Speaking to The Africa Report in February, Wale Edun, special adviser to Tinubu on monetary policy, explained that the removal of the subsidy was critical to returning to macro-economic stability for Nigeria.

“Asiwaju Bola Ahmed Tinubu, in his action plan, pointed out that there is revenue to be earned from cutting the fuel subsidy – it’s up to N7trn per annum. The removal of that subsidy is what he promised,” says Edun.

“He has also pointed out that while he’s committed to removing the subsidy, he is committed to providing some sort of cushion for the hardest hit, for the most vulnerable – he’s not just going to leave them behind.”

Committee work

The first fuel price hike since Tinubu’s inauguration on 29 May triggered the labour union to announce a nationwide protest to force the government to reinstate the petrol subsidy. The union called off the protest after an agreement by the government to review a proposal for wage increases for workers.

On 18 July, the Nigeria Labour Congress (NLC) accused the Nigerian government of failure to reciprocate the workers’ goodwill but instead chose to tread the path of dictatorship and seek to further impoverish the people.

The union umbrella organisation said in a statement that the government’s proposed payment of N8,000 to 12m poorest Nigerian households “insults our collective intelligence and makes a mockery of our patience and abiding faith in social dialogue”.

Part of the agreement between the NLC and the government in June was the inauguration of a committee to discuss ways to cushion the effect of the fuel subsidy removal. But the union organisation says the government is stalling the work of the committee.

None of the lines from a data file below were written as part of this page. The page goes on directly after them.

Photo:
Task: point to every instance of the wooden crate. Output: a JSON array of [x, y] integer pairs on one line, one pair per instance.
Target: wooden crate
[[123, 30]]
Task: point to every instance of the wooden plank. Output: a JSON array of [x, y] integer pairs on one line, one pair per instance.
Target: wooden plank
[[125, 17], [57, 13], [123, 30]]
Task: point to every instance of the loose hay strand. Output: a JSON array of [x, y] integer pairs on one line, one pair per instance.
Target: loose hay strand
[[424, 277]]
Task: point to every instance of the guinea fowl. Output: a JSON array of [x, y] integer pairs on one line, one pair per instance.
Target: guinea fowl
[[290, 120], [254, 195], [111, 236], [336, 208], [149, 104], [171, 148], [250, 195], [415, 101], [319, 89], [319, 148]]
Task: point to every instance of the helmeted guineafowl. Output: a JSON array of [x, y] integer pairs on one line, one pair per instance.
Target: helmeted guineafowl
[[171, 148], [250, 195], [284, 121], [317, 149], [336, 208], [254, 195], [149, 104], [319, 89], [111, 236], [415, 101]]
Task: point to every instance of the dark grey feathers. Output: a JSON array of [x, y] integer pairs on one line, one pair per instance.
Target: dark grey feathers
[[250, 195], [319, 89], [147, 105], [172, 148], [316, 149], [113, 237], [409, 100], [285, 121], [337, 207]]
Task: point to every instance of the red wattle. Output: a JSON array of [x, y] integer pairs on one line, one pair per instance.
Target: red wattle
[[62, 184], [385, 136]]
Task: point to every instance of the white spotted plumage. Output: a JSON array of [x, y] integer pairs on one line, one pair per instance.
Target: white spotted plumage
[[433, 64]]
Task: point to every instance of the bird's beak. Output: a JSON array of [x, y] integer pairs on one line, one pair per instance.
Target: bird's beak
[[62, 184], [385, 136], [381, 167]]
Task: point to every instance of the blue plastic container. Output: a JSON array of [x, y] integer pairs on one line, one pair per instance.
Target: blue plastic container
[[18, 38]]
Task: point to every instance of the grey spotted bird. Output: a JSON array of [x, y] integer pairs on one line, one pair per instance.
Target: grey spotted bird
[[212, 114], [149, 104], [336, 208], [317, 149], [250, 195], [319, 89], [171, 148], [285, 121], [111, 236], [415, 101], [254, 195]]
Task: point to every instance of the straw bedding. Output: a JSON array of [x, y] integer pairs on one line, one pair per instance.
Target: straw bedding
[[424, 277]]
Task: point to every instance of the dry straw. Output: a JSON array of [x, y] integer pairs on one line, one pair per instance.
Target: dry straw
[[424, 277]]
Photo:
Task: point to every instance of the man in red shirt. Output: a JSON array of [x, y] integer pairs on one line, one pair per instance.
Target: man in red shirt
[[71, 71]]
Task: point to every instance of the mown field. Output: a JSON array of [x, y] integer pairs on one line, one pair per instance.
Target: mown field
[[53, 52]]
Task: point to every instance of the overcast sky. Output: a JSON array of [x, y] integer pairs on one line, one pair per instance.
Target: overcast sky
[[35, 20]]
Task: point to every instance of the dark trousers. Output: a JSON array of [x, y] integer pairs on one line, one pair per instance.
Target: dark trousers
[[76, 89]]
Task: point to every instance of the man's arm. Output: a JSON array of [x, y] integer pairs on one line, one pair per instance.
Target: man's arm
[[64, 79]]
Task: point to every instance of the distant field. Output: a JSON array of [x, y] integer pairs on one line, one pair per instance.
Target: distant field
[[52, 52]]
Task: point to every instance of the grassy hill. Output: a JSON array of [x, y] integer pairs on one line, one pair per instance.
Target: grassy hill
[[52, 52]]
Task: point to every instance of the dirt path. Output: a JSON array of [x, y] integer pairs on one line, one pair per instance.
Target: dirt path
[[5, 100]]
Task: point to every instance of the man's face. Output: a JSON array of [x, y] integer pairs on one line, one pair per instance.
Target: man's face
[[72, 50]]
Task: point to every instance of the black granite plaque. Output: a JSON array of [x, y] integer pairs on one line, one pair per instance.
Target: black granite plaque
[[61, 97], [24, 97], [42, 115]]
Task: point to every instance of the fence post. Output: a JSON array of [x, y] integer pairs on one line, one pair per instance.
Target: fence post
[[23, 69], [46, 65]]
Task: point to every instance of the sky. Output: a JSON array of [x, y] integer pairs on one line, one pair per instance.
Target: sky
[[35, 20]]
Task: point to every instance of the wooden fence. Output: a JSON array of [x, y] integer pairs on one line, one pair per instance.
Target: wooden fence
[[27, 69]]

“We would not want to waste the time of Nigerians, especially workers, on committees that have already been programmed to fail and thus ignored,” the NLC said in the statement by its president, Joe Ajaero.

“We do not want to provide a cover for the government to get away with the hardship it has imposed on the people. We do not want to legitimise impunity.”

Crude oil price

Industry players attributed the latest rise in the petrol price to the rising cost of crude oil on the international market.

Yakubu Suleiman, spokesperson for the Independent Petroleum Marketers Association of Nigeria (IPMAN), says the Russia-Ukraine war played a huge role in the increasing cost.

“We are praying the Russia-Ukraine war will calm down so that vessels can move from the Black Sea to Africa,” Suleiman told Arise TV on Wednesday. “Let us join hands together and pray so that we have a regime where [the cost of] products will be lower than they are now.”

Mele Kyari, the managing director of the state-owned NNPCL, dismissed fears of a petrol shortage, saying the country has a stockpile of petrol that could last more than 32 days.

“This is the meaning of making sure that the market regulates itself so that prices will go up and sometimes they will come down. But there will be stability of supply,” Kyari told journalists.

“Market forces have started to play, people have started having confidence in the market and the private sector is importing products, but there is no way they can recover costs if they cannot take market-reflective costs.”

As of July 2023, 56 marketing companies had applied for and obtained licences to import refined petroleum into Nigeria, according to Farouk Ahmed, the chief executive officer of the Nigerian Midstream and Downstream Petroleum Regulatory Authority (NMDPRA)

“Out of those, 10 have indicated to start supply within the third quarter, which is July, August, September. Already we’ve received cargo from some of these marketers,” Ahmed told journalists.

“So this is just an encouragement to see that the market is liberated and everyone is free to import so long as you are working within the framework, especially in terms of quality.

“We are not going to put a cap on the price because we are not an importing company, we are just a regulator. The crude price drives the product price.”